Volgens het Global Wage-rapport dat de ILO eind vorig jaar publiceerde, kan de loonkloof tussen mannen en vrouwen niet alleen worden verklaard door variabelen zoals onderwijs en ervaring, maar spelen er ook culturele factoren.

Volgens het Global Wage-rapport kan de loonkloof niet alleen worden verklaard door variabelen zoals onderwijs en ervaring, maar spelen er ook culturele factoren

‘Een groot deel van de arbeidskloof is het resultaat van variabelen die te maken hebben met zaken als discriminatie, stereotypering, onbewuste vooroordelen of de tijd die vrouwen en mannen aan huishoudelijke taken besteden, vaak een beperkende factor voor de prestaties op het werk’, zegt Ñopo.

Werk en gezin combineren

De Peruviaanse Clara Rivas (46) is boekhoudster. Tot 2017 werkte ze voor een openbaar bestuur, maar de moeilijkheden om werk en gezin te combineren dwongen haar ontslag te nemen.

‘Het hoofd van mijn afdeling stuurde me regelmatig op inspectiereis naar het binnenland. Ik legde hem uit dat ik maar een keer per maand kon reizen omdat ik twee kleine dochters had. Maar hij zei dat hij mij geen voorkeursbehandeling wilde geven omdat ik een vrouw was. Ik vroeg de verplaatsingen om beurten met mijn collega’s te doen, maar hij wees ze altijd aan mij toe.’

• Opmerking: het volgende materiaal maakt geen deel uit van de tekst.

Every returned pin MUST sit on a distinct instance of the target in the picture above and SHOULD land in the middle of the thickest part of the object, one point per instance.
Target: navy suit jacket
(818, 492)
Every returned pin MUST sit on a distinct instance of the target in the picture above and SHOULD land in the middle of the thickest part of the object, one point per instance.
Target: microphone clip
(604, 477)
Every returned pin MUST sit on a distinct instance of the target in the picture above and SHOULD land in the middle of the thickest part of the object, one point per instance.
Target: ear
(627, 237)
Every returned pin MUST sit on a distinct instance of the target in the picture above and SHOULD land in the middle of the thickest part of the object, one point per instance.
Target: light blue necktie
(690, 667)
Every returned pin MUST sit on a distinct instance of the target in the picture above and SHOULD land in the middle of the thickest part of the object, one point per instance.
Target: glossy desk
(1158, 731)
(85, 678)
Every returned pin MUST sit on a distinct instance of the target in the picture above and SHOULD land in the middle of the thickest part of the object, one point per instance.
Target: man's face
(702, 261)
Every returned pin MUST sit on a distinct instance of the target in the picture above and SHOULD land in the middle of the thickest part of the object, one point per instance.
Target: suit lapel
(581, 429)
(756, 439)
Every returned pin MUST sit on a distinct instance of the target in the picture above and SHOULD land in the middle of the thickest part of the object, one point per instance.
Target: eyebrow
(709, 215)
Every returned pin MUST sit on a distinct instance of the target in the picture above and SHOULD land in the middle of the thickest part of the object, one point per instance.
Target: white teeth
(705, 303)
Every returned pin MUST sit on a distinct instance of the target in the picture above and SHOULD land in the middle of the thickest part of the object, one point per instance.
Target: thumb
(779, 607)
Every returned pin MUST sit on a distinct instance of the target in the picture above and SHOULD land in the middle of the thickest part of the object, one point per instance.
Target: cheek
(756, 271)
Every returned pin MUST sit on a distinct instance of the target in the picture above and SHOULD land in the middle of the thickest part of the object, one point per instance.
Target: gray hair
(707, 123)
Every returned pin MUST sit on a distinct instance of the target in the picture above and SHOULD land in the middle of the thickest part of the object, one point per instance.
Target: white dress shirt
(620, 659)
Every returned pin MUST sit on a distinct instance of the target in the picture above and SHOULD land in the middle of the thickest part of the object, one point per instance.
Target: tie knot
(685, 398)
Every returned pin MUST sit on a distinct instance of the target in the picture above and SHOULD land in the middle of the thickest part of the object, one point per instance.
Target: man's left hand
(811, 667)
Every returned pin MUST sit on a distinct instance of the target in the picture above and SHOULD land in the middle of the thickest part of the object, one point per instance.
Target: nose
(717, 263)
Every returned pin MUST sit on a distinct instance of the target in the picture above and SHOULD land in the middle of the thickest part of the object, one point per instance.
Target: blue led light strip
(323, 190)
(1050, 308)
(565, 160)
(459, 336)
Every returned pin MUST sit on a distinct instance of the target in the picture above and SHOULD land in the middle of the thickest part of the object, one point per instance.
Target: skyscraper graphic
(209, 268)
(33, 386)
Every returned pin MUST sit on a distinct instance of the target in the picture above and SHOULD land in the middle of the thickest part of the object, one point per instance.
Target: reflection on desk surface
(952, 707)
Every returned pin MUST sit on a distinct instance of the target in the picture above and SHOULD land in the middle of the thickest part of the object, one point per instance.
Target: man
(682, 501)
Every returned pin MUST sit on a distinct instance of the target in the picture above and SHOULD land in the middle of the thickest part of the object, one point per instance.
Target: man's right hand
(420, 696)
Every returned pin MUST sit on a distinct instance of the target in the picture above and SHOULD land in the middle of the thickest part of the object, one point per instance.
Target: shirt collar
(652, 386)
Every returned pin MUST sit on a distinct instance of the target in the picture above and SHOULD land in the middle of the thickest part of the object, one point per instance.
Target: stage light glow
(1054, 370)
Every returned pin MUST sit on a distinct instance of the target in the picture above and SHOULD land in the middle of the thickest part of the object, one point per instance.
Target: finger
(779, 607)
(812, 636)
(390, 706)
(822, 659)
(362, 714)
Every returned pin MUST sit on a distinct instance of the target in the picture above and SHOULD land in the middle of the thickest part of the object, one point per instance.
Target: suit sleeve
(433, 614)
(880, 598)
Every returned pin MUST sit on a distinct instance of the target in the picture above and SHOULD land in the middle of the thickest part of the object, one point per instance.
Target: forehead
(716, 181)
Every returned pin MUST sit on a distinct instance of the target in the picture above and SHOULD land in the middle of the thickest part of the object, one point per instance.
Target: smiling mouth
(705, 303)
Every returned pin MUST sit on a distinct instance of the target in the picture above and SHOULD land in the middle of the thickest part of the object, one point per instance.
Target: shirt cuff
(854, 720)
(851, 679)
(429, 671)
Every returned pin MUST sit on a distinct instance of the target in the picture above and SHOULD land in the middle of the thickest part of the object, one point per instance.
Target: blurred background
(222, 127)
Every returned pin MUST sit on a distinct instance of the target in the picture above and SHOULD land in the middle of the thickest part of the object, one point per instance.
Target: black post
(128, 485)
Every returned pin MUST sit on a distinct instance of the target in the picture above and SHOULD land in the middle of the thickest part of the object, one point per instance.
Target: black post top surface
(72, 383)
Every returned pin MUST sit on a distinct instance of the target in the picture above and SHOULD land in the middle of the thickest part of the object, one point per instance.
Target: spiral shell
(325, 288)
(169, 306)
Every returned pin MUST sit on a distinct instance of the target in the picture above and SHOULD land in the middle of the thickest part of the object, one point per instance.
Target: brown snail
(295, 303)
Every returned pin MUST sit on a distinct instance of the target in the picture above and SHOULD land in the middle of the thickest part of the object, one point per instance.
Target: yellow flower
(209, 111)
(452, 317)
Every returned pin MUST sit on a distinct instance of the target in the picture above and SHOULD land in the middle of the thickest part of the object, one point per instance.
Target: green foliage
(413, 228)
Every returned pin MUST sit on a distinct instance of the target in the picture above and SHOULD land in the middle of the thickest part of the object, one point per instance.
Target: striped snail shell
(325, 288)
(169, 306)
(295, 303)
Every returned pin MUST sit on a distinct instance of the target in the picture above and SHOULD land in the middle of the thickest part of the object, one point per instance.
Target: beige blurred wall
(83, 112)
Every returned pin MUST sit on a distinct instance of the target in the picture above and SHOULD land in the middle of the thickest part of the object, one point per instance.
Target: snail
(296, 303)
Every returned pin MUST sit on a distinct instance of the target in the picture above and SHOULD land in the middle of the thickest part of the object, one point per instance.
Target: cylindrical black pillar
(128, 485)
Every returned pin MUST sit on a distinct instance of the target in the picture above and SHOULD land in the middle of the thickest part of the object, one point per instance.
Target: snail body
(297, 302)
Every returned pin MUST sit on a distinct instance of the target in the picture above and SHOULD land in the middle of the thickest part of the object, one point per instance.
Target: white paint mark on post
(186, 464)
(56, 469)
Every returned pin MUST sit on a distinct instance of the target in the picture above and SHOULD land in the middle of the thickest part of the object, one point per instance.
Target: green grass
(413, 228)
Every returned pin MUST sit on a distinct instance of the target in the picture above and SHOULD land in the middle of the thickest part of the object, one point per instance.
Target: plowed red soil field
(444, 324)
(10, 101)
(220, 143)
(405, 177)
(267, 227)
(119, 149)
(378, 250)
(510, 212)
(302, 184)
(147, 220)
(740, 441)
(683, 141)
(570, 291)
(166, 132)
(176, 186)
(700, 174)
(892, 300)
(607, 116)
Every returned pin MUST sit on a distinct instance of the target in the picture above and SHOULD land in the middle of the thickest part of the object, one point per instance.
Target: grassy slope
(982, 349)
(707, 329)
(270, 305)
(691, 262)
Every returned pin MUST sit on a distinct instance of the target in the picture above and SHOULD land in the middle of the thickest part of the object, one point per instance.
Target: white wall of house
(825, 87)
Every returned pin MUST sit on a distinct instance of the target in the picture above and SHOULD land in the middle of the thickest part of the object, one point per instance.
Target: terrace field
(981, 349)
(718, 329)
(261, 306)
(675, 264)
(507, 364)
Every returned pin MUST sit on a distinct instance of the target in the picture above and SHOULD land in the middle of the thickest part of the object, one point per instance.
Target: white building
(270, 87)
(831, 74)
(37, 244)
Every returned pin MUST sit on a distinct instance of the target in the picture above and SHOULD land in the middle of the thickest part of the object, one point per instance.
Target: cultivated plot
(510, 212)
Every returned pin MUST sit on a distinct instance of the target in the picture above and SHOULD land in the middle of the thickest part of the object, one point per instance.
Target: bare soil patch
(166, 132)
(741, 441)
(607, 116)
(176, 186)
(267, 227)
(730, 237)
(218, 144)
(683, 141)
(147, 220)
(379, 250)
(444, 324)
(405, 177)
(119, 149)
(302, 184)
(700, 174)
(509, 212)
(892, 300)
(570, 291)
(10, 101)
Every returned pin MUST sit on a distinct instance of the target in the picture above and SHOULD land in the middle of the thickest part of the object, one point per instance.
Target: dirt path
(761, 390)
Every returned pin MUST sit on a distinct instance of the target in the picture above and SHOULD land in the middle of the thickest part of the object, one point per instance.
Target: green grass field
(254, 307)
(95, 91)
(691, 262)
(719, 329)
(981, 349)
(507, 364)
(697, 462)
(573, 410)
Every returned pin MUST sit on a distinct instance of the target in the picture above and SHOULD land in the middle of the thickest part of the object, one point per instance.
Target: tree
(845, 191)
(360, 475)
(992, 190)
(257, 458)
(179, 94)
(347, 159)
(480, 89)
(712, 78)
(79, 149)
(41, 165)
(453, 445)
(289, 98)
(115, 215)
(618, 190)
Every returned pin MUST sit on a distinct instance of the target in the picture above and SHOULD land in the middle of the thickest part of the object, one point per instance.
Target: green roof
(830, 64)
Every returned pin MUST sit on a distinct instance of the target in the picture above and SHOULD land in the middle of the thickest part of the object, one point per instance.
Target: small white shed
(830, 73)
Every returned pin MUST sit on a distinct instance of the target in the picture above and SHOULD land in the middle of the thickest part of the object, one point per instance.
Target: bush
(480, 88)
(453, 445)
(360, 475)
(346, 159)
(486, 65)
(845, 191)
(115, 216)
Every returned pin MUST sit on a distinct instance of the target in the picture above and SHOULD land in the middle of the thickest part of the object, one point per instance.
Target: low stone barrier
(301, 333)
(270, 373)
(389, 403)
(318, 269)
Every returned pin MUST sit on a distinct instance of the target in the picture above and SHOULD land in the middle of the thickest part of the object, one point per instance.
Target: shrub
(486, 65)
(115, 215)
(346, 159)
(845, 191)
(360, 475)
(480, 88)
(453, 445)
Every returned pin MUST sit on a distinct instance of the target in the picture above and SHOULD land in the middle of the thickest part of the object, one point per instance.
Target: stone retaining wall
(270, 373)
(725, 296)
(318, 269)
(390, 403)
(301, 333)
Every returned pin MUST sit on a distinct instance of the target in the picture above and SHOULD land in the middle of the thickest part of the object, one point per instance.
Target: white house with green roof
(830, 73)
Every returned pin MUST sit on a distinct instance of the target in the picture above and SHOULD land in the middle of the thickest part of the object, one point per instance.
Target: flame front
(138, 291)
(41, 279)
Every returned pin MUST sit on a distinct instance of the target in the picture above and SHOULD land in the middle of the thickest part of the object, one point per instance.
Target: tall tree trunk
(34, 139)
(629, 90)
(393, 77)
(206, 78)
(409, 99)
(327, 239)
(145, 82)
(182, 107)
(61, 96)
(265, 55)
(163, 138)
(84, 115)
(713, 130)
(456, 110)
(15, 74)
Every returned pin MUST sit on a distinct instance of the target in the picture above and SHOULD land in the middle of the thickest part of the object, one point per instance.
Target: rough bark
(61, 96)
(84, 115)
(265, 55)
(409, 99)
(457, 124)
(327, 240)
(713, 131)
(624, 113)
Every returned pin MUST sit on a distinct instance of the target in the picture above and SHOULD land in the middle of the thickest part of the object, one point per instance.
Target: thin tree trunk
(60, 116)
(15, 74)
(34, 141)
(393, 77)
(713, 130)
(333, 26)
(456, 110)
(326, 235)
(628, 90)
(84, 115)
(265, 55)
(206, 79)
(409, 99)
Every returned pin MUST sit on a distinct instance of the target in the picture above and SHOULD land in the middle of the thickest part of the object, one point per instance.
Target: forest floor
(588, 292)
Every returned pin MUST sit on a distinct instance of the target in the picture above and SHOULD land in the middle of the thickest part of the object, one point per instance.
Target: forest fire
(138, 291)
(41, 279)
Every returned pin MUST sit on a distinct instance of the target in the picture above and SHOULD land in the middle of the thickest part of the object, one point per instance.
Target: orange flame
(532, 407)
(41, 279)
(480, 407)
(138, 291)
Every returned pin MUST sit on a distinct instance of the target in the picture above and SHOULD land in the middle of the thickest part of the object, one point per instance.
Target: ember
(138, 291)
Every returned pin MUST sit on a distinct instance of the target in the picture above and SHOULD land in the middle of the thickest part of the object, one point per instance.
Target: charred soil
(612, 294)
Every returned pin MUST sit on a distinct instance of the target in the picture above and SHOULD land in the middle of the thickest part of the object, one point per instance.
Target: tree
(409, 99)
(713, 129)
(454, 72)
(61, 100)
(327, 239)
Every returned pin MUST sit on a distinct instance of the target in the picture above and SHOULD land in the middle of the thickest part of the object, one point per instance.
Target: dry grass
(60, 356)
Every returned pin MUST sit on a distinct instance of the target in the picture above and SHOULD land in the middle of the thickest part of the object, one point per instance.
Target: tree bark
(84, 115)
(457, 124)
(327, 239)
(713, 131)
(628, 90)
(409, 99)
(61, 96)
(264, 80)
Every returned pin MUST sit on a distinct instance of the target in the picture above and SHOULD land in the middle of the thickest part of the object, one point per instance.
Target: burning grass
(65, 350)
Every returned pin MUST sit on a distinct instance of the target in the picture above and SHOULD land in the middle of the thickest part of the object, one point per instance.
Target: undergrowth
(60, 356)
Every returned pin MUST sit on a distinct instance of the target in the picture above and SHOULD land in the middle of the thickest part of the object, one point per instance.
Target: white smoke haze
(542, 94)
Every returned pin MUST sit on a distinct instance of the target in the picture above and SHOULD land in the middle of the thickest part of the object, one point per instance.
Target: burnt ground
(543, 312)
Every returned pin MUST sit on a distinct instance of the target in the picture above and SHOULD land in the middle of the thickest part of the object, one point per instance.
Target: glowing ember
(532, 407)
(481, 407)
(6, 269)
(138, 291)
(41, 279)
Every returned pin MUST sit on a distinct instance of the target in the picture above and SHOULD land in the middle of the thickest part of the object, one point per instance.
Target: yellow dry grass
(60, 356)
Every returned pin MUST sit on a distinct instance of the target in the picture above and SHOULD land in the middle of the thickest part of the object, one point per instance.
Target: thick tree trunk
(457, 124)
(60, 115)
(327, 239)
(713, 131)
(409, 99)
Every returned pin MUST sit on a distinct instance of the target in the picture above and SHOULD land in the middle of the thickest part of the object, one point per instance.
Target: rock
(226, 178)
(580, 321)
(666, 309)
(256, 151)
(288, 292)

De bijdrage van Latijns-Amerikaanse vrouwen aan de economie via hun werk thuis, in de zorg en in hun gemeenschap wordt niet erkend, zegt Eva Machado, de Peruaanse woordvoerster van de wereldwijde beweging Internationale Vrouwenstaking, die tijdens de Internationale Vrouwendag op 8 maart plaatsvindt.

De bijdrage van Latijns-Amerikaanse vrouwen aan de economie via hun werk thuis, in de zorg en in hun gemeenschap wordt niet erkend

Eva Machado

Informele economie

‘Als een formele werkneemster met arbeidsvoordelen bevind ik mij in een bevoorrechte positie, ook al maak ik alleen maar gebruik van mijn rechten. Helaas bevinden de meeste vrouwen in Peru zich niet in zo’n positie’, zegt Machado. Gemiddeld werkt 60 procent van de vrouwen in Latijns-Amerika in de informele economie, volgens gegevens van VN Vrouwen, een percentage dat in Peru 10 procentpunten hoger ligt, aldus Machado.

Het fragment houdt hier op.